It may only be two weeks but the Pittsburgh Steelers’ season already hangs in the balance. Lose next Sunday, fall to 0-3, and the season is essentially over, even before you play a game of AFC North football. So now is the time to evaluate all options. Not just scheme. Not just in-house personnel. Anyone who can help this team in a hurry.

Eli Rogers can do that.

Don’t get me wrong. He isn’t the savior. There’s a reason why the team cut him and why we all were basically ok with that. He’s not going to turn this team from 0-2 to 14-0 the rest of the way.

But could he help? Absolutely. And this team needs all hands on deck. The ship is sinking. Rearranging the chairs on the Titanic doesn’t move the needle.

Minus Antonio Brown and with attention on JuJu Smith-Schuster, the receivers this offense was counting on stepping up are struggling. Specifically, struggling to create separation. Even in scramble drills where the offensive line afforded Ben Roethlisberger five, six seconds to hang in the pocket, no one’s gotten open.

Rogers best trait is his ability to separate. He’s not the fastest, not the biggest threat after the catch, and obviously a pretty small dude but the guy can create space. He proved that almost right away last season even coming off a torn ACL that robbed him most of 2018. Check out this route in his first game back last year.

Can anyone else on this roster do this? JuJu, sure, Diontae Johnson, maybe, but he’s got a ways to go as a rookie who missed a chunk of the camp. Rogers can do this today.

The few plays the Steelers have made downfield, normally a staple of their offense, have come outside the numbers. James Washington’s 45 yard reception in Week One. JuJu’s 45 yard yard reception Sunday, which hey, took trickery like a flea flicker just to get open. There haven’t been chunk plays between the numbers. Vance McDonald has been bottled up to underneath concepts while Smith-Schuster has spent plenty of time on the outside. Rogers is going to offer that threat down the middle of the field.

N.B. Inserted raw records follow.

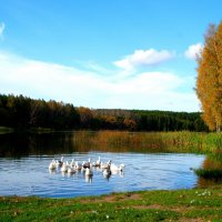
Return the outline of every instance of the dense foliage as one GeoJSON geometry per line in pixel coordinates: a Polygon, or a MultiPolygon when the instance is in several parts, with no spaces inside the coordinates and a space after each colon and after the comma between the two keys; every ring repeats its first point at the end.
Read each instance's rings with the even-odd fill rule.
{"type": "Polygon", "coordinates": [[[57,130],[208,131],[201,113],[105,110],[0,94],[0,125],[57,130]]]}
{"type": "Polygon", "coordinates": [[[222,22],[211,24],[203,50],[198,58],[196,93],[203,120],[211,130],[222,128],[222,22]]]}

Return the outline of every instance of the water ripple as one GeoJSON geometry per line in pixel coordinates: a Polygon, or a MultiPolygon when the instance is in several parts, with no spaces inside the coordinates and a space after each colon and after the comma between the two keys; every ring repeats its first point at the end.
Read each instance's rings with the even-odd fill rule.
{"type": "Polygon", "coordinates": [[[183,189],[193,188],[196,176],[190,168],[199,168],[204,155],[195,154],[142,154],[88,152],[63,154],[65,160],[80,162],[111,159],[115,164],[124,163],[122,174],[112,174],[105,179],[100,169],[93,170],[92,179],[82,172],[72,175],[62,174],[60,170],[49,172],[52,159],[61,155],[30,155],[21,159],[0,159],[0,195],[39,195],[65,198],[79,195],[107,194],[111,192],[183,189]]]}

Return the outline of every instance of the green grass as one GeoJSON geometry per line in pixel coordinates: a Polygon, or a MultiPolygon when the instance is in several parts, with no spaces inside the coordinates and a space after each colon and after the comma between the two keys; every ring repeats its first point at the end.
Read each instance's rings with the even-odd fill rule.
{"type": "Polygon", "coordinates": [[[222,221],[222,186],[42,199],[0,198],[0,221],[222,221]]]}
{"type": "Polygon", "coordinates": [[[195,174],[204,179],[222,180],[221,169],[195,169],[195,174]]]}

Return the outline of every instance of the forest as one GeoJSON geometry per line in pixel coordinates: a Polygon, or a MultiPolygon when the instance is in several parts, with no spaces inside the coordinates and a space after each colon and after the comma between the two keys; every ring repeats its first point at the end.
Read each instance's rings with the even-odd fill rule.
{"type": "Polygon", "coordinates": [[[89,109],[0,94],[0,125],[13,129],[209,131],[200,112],[89,109]]]}

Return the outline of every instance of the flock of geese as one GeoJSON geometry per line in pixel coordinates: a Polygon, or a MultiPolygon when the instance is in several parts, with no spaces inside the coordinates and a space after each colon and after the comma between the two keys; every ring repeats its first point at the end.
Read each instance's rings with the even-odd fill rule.
{"type": "Polygon", "coordinates": [[[111,174],[121,173],[124,169],[124,164],[121,163],[119,167],[112,163],[111,160],[108,162],[102,162],[100,157],[95,162],[91,162],[89,158],[88,161],[80,163],[72,159],[71,161],[64,161],[64,158],[61,157],[61,160],[52,160],[49,163],[49,170],[56,171],[60,170],[62,173],[74,174],[75,172],[83,171],[87,176],[93,175],[93,168],[99,168],[102,170],[102,173],[105,178],[109,178],[111,174]]]}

Sure, you can throw out other names. Fans have oddly latched onto Dez Bryant, a 30 year old receiver with plenty of wear and tear who tore his Achilles nine months ago. But Rogers should get the nod for two obvious reasons.

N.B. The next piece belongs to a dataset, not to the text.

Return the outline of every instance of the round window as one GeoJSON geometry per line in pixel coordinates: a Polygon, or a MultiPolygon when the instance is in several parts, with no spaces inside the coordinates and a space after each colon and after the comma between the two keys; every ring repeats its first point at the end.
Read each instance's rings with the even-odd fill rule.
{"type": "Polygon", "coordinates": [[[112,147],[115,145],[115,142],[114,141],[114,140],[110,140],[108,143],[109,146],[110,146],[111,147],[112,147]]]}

1. He knows the offense. He’s plug and play. Get a new receiver up to speed and by the time he’s integrated in your gameplan three weeks from now, the season could be over. There’s no benefit at that point.

2. He’s in-shape. Preseason ended barely more than two weeks ago and he’s been through an NFL offseason and camp. No worries about snap count or conditioning. Again, plug and play. What you need as an offense.

And if you, say, cut Ryan Switzer in a corresponding move, Rogers is an option in the punt return game. Johnny Holton can stick around for kicks. You can make it work.

Rogers isn’t going to go off for six catches and 115 yards. That’s a pipe dream. But if he can provide one or two critical catches. 3rd down, red zone, a “gotta have it” play somewhere along the way, that’s the difference between going 1-2 and getting the season turned around or 0-3 and everyone wondering what JuJu is going to do on Hard Knocks.

At this point, I’m looking to open every door that’ll help this offense. And looking to hand back out that #17 jersey.